What is not discussed is the biological costs of wearing masks – you’re reducing your O2 intake from 21% to about 15% if you wear a mask properly, and about 16-17% if you are ‘loose’ with it (which totally defeats the purpose of wearing one in the first place) and your CO2 intake spikes up considerably. Your body has mechanisms to adapt to this but it does come at a cost. The narrative says that masks are zero-cost protection but this is quite incorrect.
The existing vaccinations offer some degree of effectiveness against severe disease but their advertised effectiveness against transmission was complete BS. Whether there will be the same effectiveness against severe disease with variants remains to be seen.
Well put. Just a little story about the impacts of masks. My wife works in the lab at the local hospital. They received new machines for measuring oxygen in blood and they use the workers as the baseline when they set the machines up to check calibration. This happened after the masks mandates. They all had low levels of O2 because everyone was wearing masks. So I agree there is a hidden risk to the masks but you’ll never hear that from the talking heads.
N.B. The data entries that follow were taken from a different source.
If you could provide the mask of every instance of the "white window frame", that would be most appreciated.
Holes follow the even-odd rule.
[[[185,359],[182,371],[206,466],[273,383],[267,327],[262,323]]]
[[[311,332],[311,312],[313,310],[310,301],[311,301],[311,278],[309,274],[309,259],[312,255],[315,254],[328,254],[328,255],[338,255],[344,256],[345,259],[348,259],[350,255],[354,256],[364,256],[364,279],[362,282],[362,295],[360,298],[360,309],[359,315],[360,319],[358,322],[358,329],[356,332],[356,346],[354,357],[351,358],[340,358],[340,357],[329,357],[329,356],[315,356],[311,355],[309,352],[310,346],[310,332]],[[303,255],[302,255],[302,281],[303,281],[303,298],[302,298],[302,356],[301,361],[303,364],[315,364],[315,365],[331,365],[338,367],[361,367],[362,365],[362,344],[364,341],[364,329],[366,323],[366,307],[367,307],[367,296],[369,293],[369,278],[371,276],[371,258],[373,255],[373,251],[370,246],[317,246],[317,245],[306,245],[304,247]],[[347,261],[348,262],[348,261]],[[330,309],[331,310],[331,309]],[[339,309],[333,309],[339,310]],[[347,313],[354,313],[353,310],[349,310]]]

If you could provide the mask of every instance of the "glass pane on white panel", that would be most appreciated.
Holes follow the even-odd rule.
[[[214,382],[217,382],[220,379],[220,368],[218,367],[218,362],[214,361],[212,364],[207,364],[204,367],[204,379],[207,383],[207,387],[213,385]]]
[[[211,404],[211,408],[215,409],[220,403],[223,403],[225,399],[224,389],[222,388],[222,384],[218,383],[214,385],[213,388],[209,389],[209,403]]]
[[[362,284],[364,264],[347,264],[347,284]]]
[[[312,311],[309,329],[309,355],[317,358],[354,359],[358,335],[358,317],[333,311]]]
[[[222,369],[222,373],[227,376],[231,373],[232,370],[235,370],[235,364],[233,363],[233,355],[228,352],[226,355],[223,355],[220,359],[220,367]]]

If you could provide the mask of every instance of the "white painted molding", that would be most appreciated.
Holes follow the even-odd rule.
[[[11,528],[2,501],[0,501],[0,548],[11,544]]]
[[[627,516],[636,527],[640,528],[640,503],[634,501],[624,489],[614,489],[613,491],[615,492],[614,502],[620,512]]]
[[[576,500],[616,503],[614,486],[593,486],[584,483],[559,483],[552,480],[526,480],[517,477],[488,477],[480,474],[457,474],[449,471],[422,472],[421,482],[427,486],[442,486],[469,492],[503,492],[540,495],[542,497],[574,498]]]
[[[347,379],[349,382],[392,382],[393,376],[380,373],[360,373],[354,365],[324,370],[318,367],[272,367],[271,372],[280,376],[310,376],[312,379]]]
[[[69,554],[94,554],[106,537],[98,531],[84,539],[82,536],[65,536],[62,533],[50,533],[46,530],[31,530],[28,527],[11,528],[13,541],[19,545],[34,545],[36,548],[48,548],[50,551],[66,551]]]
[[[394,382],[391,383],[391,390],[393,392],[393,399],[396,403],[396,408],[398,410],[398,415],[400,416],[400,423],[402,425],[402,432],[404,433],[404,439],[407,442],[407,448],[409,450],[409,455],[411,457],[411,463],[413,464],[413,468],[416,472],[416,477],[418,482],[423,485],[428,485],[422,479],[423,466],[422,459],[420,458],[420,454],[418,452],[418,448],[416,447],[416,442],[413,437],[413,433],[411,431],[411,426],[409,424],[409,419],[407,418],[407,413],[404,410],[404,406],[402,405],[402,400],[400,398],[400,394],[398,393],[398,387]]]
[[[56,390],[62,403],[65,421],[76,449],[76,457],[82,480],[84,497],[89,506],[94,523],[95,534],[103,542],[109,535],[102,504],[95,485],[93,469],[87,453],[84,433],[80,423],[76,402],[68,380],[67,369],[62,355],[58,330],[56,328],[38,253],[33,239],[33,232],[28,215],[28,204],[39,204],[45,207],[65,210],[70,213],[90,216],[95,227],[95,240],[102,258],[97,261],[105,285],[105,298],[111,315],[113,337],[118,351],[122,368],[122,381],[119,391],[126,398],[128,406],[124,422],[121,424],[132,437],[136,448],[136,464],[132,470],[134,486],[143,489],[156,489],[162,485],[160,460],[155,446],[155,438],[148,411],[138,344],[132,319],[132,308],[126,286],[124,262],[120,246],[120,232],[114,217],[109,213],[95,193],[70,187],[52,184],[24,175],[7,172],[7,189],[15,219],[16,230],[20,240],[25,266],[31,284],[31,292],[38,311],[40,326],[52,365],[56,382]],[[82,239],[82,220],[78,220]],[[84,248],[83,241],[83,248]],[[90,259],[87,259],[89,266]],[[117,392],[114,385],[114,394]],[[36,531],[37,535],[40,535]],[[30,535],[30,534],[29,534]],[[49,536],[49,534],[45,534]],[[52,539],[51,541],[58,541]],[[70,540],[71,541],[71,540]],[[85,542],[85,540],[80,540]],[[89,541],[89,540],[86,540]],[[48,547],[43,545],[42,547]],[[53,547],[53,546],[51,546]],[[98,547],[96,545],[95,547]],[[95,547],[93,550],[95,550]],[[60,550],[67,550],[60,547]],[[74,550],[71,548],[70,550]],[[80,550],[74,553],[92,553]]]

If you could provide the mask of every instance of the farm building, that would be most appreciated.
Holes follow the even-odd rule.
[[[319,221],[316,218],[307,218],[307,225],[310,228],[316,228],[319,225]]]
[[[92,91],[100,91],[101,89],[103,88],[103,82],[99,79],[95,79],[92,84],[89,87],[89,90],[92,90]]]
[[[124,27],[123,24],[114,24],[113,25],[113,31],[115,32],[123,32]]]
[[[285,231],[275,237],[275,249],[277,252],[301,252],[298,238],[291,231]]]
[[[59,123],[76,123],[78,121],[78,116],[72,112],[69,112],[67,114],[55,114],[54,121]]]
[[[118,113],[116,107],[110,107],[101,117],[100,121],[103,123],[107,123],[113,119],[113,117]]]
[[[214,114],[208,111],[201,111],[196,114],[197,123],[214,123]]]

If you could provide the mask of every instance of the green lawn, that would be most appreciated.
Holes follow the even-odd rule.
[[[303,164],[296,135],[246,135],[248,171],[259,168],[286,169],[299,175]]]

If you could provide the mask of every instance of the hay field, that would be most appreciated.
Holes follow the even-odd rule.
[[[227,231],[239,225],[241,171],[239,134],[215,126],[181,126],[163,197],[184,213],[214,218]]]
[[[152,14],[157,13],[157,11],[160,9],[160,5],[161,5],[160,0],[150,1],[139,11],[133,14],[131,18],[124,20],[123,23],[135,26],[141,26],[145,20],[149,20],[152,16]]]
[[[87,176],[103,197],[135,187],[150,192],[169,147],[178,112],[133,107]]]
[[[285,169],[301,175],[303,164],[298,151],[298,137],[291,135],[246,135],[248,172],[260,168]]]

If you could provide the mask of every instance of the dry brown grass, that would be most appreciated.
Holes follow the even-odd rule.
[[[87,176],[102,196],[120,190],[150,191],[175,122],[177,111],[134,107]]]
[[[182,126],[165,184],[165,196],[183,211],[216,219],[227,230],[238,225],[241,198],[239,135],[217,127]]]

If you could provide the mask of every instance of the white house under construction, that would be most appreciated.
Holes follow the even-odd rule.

Thanks for all the work you put in Sacha, hoping one of these days I can stay awake long enough to make the zoom call.
The CDC advertises that the vaccine reduces transmission that’s true. Where is the evidence that they are wrong?
I never made such a claim. The direction of my claims is that the reduction of transmission itself is reduced to a point (primarily with variants) that makes vaccinations much less effective in this respect.
Vaccinations also appear to reduce symptomatic severity, one question is whether this will also wane over time with Omicron, and/or the ‘organic’ severity of symptomatic SARS-CoV-2. Time will tell.
Illuminating post Sacha thank you. I’m saying prayers and keeping fingers crossed for my Canadian E&P stocks 🙂
The new Omicron variant of the coronavirus results in mild disease, without prominent syndromes
said the chairwoman of the South African Medical Association
http://timesofindia.indiatimes.com/articleshow/87949404.cms
omicron is an anagram of moronic
The very sketchy preliminary indications at this point suggest that this is a high transmissibility, low severity virus, which if that is the case is the best possible news and probably the worst case for the pharma companies (they profit from deaths and severe disease, not coughs and a few days of bedrest).
This thread has some interesting (though early) speculation on omicron’s transmissbility vs immune escape profile. (from epidemologist Trevor Bedford who has proven to be pretty competent and level-headed throughout the pandemic).
https://twitter.com/trvrb/status/1466076761427304453
tldir – if his guesses are right, and I’m reading it correctly, there will be a lot more breakthrough cases.
Big missing question here is severity of disease, both in vaccinated and non-vaccinated.
For sure. I’ve been searching for the morbidity stats from S. Africa but no luck. They also say they’ll have the results of the antibody study within a couple of weeks.